La justice américaine a annulé mardi la condamnation de l'ex-chauffeur d'Oussama ben Laden, ancien détenu de Guantanamo, estimant qu'une aide matérielle au terrorisme n'était pas un crime de guerre.

La décision a une valeur symbolique pour le prévenu, Salim Ahmed Hamdan, qui avait déjà été libéré après sept ans passés à Guantanamo, mais d'autres prisonniers de la prison américaine à Cuba, dont beaucoup sont également poursuivis pour « soutien matériel au terrorisme », pourraient en bénéficier.

Les trois juges de la cour d'appel fédérale de Washington ont estimé que l'accusation ne pouvait pas s'appuyer de manière rétroactive sur une loi américaine classant le soutien matériel au terrorisme comme un crime de guerre.

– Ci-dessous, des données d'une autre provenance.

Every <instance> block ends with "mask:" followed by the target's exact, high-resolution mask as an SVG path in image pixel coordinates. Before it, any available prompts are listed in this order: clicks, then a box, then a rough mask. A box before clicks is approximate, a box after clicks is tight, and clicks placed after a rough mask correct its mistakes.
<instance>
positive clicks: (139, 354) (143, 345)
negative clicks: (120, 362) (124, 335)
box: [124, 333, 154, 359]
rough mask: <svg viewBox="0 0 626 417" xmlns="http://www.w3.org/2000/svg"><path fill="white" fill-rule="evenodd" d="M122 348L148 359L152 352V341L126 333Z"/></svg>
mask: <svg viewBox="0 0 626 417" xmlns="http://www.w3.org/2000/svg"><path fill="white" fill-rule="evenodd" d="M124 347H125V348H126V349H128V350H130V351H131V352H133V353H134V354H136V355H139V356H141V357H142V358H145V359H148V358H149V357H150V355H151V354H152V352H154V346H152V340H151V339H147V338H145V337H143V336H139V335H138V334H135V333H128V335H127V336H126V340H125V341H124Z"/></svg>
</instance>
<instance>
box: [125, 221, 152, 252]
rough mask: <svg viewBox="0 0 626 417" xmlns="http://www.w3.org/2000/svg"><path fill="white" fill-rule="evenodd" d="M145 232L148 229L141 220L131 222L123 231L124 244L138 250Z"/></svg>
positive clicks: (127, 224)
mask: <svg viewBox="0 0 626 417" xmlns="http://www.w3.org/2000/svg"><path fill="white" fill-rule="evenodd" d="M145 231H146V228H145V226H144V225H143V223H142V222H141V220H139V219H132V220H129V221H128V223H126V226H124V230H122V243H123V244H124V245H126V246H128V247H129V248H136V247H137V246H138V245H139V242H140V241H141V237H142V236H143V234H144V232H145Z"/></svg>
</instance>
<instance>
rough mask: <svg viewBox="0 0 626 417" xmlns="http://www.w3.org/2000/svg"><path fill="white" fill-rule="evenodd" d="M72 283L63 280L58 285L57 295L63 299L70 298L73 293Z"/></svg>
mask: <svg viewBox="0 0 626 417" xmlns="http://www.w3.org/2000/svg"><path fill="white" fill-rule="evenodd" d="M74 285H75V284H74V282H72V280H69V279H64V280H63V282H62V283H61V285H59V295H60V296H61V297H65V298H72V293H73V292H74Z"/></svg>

La cour a ajouté que l'accusation devait à la place se fonder sur la loi internationale qui définit certaines formes de terrorisme (comme le fait de viser intentionnellement des civils) comme des crimes de guerre.

« Mais le problème principal ici est de savoir si le "soutien matériel au terrorisme" est un crime de guerre au regard de la loi internationale. La réponse est non » , a écrit le juge Brett Kavanaugh.

« La loi internationale laisse à chaque pays le soin de cibler dans sa législation le soutien matériel au terrorisme s'il le souhaite. Il n'y a pas de loi internationale punissant le soutien matériel au terrorisme », a-t-il ajouté.

« Peut-être encore plus parlant : avant ce procès, personne n'avait jamais été poursuivi par un tribunal international sur les crimes de guerre pour support matériel au terrorisme », a encore dit le juge Kavanaugh. Celui-ci avait pourtant été nommé par George W. Bush et est considéré comme un conservateur.

L'Union américaine pour les libertés civiles s'est félicitée de cette décision et a renouvelé son appel au gouvernement américain à juger les prisonniers de Guantanamo devant des tribunaux civils s'ils ont suffisamment de preuves, et non devant des tribunaux militaires d'exception.

Procès emblématique

« Cette décision va clairement à l'encontre de la légitimité des commissions militaires de Guantanamo, qui poursuivent depuis des années des gens pour des supposés crimes de guerre qui, en fait, ne sont pas du tout des crimes de guerre », a ainsi déclaré Zachary Katznelson, l'un des principaux avocats du groupe.

Salim Ahmed Hamdan avait été le premier détenu de Guantanamo à être condamné pour « soutien matériel au terrorisme » par un tribunal militaire d'exception en 2008.

Son procès avait été jugé emblématique des excès de la « guerre contre le terrorisme », lorsqu'il avait été condamné à seulement cinq ans et demi de prison, contre les 30 ans réclamés par le gouvernement américain.

Après avoir purgé un reliquat de peine au Yémen, il avait pu rejoindre en décembre dernier sa maison de famille.

Inculpé en 2003 de « complot » et de « soutien matériel au terrorisme », M. Hamdan n'avait finalement été déclaré coupable que du dernier chef d'accusation par un jury militaire. Le jury a estimé qu'il n'était pas directement impliqué dans les activités de ben Laden.

Entre 1996 et novembre 2001, Salim Ahmed Hamdan a conduit ou accompagné Oussama ben Laden dans divers camps d'entraînement d'Al-Qaïda, des conférences de presse ou des rencontres, selon l'acte d'accusation du procès de M. Hamdan.

Arrêté fin 2001 en Afghanistan, M. Hamdan, qui est marié et père de deux filles, était arrivé à Guantanamo en mai 2002. Il a témoigné avoir subi des mauvais traitements et avoir souffert d'être maintenu à l'isolement.